Così, quando mi capita di parlare di Juve - questa Juve di Andrea Agnelli, Marotta e Allegri -, il piacere di esprimermi senza riguardi va a cozzare contro la fede di chi pensa che una società e una squadra vadano amate e non discusse. Giustificate e non giudicate. Lodate a prescindere e, a prescindere, esaltate per quanto hanno fatto, fanno o addirittura faranno. Purtroppo lo sport non è così. Chi lo racconta lo sa. E chi lo vede, lo legge (o lo ascolta) dovrebbe averlo imparato. Ogni volta si ricomincia da zero e quanto di buono è stato fatto viene accantonato, annullato, resettato.

Così si comportano i grandi campioni, così fanno le grandi squadre. E la Juve, che ha vinto gli ultimi sei scudetti e tre Coppe Italia consecutivi, non fa eccezione. Anzi, non avrebbe raccolto così tanto (più di tutti nelle competizioni italiane) se non avesse dimenticato le conquiste anche più memorabili. Naturalmente, al pari degli juventini più illuminati, sono persuaso che non si possa vincere sempre, né che esista una strada più facile per riuscirci. Eppure ad ogni stagione ai bianconeri si chiede tutto. La Champions prima di ogni altra cosa perché sette finali perse su nove (due negli ultimi tre anni) sono un fardello pesante da accettare. Poi il campionato perché alla Juve se arrivi secondo sei solo un perdente (il concetto di un popolo che, se mi permettete, ha poca cultura sportiva). Infine la Coppa Italia da accompagnare ai piatti forti (scudetto e Champions). A corredo c’è quasi sempre la Supercoppa Italiana che fa curriculum e provoca qualche dispetto.

Io non so se ai tifosi più accesi sia passato per la mente. Ma la stagione 2017-2018, questa, si potrebbe chiudere per la Juve senza la conquista di un trofeo. La Supercoppa è andata (alla Lazio), la Champions è in bilico (per vincere a Wembley serve un’impresa, mentre il 3-3 sarebbe un’anomalia statistica), in campionato il Napoli è in testa e non mi sembra stia perdendo colpi. Resta, almeno in teoria, la Coppa Italia. Dico in teoria perché l’1-0 dell’andata sull’Atalanta è abbastanza rassicurante e perché la finale - Lazio o Milan che sia - è per lo meno abbordabile. Va ricordato, però, che la Lazio (avversario sabato sera all’Olimpico) non solo ha battuto la Juve in Supercoppa, ma l’ha sconfitta, in casa, anche in campionato.
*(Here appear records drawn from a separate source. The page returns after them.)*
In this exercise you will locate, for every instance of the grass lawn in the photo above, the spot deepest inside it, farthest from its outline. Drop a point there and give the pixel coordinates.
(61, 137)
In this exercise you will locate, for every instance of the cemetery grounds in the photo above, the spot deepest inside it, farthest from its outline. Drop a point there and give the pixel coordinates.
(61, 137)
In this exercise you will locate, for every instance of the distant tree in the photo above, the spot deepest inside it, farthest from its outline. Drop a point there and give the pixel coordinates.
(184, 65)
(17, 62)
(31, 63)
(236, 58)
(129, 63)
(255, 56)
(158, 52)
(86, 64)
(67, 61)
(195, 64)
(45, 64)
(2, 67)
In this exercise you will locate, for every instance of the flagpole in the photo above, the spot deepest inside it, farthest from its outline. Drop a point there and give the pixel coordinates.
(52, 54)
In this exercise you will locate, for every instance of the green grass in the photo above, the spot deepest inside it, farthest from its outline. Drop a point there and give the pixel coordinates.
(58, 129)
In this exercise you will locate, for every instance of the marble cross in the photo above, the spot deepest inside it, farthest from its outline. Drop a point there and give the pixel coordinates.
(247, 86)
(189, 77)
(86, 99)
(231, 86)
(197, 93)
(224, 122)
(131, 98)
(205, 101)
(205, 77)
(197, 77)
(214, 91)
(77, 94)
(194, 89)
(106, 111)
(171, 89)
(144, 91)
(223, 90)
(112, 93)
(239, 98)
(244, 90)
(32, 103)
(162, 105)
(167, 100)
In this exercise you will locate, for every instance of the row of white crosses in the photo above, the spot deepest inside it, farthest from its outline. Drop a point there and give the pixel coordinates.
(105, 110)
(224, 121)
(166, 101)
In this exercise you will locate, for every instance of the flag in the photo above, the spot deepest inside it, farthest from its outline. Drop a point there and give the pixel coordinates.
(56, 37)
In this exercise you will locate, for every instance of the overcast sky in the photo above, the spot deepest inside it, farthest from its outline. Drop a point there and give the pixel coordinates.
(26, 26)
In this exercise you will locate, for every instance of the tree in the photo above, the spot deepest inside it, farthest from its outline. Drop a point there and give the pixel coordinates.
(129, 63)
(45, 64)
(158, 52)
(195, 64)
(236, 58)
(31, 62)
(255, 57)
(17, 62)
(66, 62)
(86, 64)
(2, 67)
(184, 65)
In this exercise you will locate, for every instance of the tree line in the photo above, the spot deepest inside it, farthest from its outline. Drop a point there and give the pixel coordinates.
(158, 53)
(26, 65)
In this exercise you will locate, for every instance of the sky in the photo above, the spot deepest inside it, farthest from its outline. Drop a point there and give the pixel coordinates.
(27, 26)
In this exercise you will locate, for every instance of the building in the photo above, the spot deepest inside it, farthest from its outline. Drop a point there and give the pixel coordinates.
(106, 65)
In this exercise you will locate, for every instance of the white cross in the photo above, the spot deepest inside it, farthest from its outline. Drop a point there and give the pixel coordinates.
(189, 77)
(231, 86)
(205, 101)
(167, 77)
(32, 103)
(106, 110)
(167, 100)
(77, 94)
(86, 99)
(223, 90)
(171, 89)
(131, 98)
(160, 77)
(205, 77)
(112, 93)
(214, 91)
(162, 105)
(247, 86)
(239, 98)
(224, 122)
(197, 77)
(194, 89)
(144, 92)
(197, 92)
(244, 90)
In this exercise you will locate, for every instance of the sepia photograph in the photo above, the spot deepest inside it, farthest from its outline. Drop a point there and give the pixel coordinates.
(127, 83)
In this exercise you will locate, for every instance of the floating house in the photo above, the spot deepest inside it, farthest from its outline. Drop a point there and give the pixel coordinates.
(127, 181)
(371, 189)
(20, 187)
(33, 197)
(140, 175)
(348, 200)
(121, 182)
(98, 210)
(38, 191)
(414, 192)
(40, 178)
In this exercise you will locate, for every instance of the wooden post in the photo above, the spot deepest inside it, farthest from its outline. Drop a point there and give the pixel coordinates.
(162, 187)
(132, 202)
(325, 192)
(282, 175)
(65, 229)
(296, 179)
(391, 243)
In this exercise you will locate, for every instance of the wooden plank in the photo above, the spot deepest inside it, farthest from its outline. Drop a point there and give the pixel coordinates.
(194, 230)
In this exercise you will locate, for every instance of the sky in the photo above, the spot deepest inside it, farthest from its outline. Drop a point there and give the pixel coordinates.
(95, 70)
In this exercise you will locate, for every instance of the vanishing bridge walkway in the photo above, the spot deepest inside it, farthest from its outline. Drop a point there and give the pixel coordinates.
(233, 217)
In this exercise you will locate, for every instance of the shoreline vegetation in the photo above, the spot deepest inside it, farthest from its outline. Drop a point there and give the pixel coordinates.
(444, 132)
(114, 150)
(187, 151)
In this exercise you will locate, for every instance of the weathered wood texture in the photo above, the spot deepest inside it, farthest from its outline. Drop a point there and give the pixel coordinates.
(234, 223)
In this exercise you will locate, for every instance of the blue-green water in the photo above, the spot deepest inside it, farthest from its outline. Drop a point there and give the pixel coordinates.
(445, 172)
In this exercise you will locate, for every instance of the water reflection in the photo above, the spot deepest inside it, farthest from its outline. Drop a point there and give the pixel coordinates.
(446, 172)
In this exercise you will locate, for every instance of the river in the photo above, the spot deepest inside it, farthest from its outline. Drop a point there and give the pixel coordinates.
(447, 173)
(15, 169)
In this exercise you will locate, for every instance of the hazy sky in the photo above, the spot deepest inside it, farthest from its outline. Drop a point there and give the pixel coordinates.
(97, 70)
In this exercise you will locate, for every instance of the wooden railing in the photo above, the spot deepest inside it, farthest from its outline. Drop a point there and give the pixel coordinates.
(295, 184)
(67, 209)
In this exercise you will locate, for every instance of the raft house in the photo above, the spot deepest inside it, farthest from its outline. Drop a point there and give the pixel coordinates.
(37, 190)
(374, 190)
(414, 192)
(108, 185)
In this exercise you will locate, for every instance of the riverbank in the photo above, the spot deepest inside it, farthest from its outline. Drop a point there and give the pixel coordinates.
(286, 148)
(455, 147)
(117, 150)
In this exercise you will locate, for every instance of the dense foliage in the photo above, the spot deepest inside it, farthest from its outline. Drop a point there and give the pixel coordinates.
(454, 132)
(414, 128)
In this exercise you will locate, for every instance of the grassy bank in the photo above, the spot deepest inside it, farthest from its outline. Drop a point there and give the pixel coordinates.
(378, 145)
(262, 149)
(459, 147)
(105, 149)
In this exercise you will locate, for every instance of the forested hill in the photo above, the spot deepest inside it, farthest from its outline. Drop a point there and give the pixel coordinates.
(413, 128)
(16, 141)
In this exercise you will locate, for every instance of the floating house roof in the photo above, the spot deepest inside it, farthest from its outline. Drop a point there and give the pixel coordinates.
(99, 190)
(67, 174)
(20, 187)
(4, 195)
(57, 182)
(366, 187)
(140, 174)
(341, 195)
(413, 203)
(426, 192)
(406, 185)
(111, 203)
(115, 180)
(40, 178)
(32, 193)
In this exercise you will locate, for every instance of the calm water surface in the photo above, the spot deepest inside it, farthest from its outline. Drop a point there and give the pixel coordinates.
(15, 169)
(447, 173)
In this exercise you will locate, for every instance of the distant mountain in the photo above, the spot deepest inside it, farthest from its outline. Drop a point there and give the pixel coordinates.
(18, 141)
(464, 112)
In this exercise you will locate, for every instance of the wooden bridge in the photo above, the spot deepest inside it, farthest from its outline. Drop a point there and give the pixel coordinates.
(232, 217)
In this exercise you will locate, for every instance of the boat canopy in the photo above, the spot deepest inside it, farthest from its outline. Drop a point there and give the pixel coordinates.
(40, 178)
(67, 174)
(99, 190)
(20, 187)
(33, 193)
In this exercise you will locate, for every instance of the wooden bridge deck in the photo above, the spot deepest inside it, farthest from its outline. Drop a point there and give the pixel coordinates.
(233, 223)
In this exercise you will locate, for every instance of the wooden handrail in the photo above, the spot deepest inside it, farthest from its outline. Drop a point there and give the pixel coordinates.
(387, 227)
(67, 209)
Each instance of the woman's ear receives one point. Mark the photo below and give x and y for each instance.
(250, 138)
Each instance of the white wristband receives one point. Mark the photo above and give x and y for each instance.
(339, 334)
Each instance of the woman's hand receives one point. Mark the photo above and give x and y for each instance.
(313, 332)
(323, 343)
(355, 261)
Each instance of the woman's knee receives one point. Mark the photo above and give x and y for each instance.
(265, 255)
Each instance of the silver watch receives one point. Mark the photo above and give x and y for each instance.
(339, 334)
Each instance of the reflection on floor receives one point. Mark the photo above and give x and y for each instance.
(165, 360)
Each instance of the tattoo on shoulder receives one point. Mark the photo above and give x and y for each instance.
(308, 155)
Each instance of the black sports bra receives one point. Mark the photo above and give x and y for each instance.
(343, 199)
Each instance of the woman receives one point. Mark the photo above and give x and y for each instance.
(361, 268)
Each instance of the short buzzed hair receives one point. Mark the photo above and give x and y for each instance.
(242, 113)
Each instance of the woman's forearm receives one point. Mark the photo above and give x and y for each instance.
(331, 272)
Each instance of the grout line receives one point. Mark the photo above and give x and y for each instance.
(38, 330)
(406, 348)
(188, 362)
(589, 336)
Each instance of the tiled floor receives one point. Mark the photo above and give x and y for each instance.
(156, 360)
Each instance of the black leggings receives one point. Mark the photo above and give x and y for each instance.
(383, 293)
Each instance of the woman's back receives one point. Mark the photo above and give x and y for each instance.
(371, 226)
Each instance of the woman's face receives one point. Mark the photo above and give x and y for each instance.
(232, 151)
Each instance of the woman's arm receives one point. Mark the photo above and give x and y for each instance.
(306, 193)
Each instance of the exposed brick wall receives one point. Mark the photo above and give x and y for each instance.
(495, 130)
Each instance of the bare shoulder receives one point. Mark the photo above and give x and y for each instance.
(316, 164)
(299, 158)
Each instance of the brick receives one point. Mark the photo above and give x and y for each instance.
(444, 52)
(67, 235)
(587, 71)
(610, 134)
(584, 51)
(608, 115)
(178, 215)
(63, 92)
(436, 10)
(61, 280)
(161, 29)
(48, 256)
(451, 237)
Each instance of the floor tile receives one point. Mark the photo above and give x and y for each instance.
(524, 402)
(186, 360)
Ora ribadire questi risultati e sostenere che la Lazio è un avversario scomodo per la Juve, significa “gufare” i bianconeri? E pensare che questo potrebbe essere un anno senza titoli è una riflessione così eversiva? Io, sinceramente, non credo. Anzi penso che sia un’eventualità non inverosimile a cui qualcuno si deve preparare. L’ho detto e lo ripeto: non si può vincere sempre. Ma in un club nel quale il motto - rubato da Giampiero Boniperti a Vincent Lombardi - è “vincere non è importante, è l’unica cosa che conta”, non riuscirci è un dramma. Peggio, un fallimento. Anche perché la Juve non ha solo la squadra più forte, è anche il club più ricco che conta su un fatturato doppio rispetto alle antagoniste.

Se questi sono i presupposti - e lo sono da anni - non credo neppure che la Juve possa accontentarsi di conquistare solo la Coppa Italia. Sarebbe una magrissima consolazione nell’estate in cui, oltre a confermare Higuain e Dybala, la società ha acquistato Douglas Costa e Bernardeschi per una cifra complessiva superiore agli ottanta milioni. E poi sarebbe insopportabile perdere lo scudetto a beneficio del Napoli, di cui tutti dicono meraviglie. Una squadra che per vincerlo potrebbe abbattere il record di Conte (102 punti) e che fa del gioco, non del potere economico, la sua forza e la sua diversità.